Abell duduk termenung di balkonnya. Dapat ia rasakan angin yang lebih dingin malam ini. Langit begitu suram, tidak ada bintang maupun bulan. Sunyi dan sedih, suasana yang begitu sempurna untuk dirinya. Pikirannya bercabang, merenungkan setiap kejadian hari ini. Mulai dari kesempatan untuk Laksa yang berarti harus merelakan Bagas, kemarahan papinya, hingga kejadian dimana di mendorong kakaknya.
Namun yang lebih menyita pikirannya saat ini adalah saat dia mendorong Asha. Kemarahannya membuat kakaknya itu terluka.

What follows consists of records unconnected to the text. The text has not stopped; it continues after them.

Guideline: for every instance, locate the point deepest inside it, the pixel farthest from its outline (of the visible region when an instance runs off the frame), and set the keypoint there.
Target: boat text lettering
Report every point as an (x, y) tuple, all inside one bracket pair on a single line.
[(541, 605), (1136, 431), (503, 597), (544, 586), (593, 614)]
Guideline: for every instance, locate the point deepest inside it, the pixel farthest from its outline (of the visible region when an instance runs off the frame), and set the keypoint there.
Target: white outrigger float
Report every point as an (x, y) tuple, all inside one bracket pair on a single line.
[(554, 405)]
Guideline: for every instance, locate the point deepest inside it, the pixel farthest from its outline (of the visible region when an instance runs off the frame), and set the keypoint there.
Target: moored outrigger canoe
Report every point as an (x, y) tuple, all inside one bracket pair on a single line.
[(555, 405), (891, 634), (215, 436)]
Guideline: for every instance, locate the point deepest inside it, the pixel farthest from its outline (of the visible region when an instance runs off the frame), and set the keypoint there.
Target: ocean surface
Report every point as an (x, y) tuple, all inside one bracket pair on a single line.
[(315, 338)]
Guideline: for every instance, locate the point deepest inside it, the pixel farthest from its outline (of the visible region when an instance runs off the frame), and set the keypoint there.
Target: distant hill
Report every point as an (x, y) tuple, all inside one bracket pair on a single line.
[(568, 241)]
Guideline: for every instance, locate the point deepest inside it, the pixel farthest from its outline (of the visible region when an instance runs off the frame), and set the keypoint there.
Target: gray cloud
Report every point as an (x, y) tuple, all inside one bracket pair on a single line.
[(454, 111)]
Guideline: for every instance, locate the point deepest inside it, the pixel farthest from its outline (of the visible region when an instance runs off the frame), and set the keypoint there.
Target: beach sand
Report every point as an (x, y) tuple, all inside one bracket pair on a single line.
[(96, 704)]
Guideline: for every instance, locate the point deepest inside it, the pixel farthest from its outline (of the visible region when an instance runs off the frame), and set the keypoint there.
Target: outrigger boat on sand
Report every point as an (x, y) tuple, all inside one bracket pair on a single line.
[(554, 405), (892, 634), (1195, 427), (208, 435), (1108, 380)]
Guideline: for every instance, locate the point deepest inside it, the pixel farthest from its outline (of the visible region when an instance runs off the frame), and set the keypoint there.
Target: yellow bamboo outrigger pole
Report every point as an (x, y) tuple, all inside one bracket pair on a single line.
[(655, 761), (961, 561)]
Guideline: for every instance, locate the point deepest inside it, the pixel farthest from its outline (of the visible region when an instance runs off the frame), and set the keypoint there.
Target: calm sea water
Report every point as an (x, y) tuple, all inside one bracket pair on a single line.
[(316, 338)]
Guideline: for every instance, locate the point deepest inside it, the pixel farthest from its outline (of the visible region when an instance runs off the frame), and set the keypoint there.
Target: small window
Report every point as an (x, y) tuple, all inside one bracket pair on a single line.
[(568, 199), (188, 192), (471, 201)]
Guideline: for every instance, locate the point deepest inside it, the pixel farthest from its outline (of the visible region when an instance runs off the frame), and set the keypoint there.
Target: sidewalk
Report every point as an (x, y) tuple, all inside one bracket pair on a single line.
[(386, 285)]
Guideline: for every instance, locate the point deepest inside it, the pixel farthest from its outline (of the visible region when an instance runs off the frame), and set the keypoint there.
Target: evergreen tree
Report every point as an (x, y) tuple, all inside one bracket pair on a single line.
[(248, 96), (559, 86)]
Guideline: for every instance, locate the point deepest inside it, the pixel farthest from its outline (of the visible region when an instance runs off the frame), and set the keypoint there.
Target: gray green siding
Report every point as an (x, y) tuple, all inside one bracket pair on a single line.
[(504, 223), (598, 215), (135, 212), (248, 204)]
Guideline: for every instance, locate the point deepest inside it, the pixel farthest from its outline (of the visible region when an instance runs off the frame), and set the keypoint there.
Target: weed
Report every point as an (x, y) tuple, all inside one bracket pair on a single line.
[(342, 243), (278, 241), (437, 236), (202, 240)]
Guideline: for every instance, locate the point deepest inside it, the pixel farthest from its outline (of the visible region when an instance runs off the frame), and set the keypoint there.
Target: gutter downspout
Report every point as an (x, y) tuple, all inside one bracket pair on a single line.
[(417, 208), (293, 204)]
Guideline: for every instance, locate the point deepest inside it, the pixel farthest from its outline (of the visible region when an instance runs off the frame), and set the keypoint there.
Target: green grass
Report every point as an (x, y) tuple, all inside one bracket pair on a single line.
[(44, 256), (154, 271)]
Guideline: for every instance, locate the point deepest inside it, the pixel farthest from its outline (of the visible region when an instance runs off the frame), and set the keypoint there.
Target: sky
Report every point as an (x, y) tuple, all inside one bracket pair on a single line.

Dulu, bahkan Abell tak berani mengejek kakaknya itu karena dia begitu menyayangi Asha.
Setiap bermain bersama, walaupun sang kakak kerap mengambil mainannya, dia tak pernah mengadu. Dia pikir, itulah cara menyayangi kakak. Dengan membiarkan dia mengambil sesuatu miliknya agar kakaknya selalu mau bermain bersama. Dia melihat boneka Barbie berambut pendek dan usang di nakas yang membawanya kembali pada masa lalu untuk sesaat.
"Horee! Papi pulang!" teriak dua bersaudara yang melihat ayahnya pulang setelah sekian lama bertugas di perbatasan. Saking kerasnya teriakan mereka, sampai-sampai membangunkan si bungsu yang berada di gendongan ibunya.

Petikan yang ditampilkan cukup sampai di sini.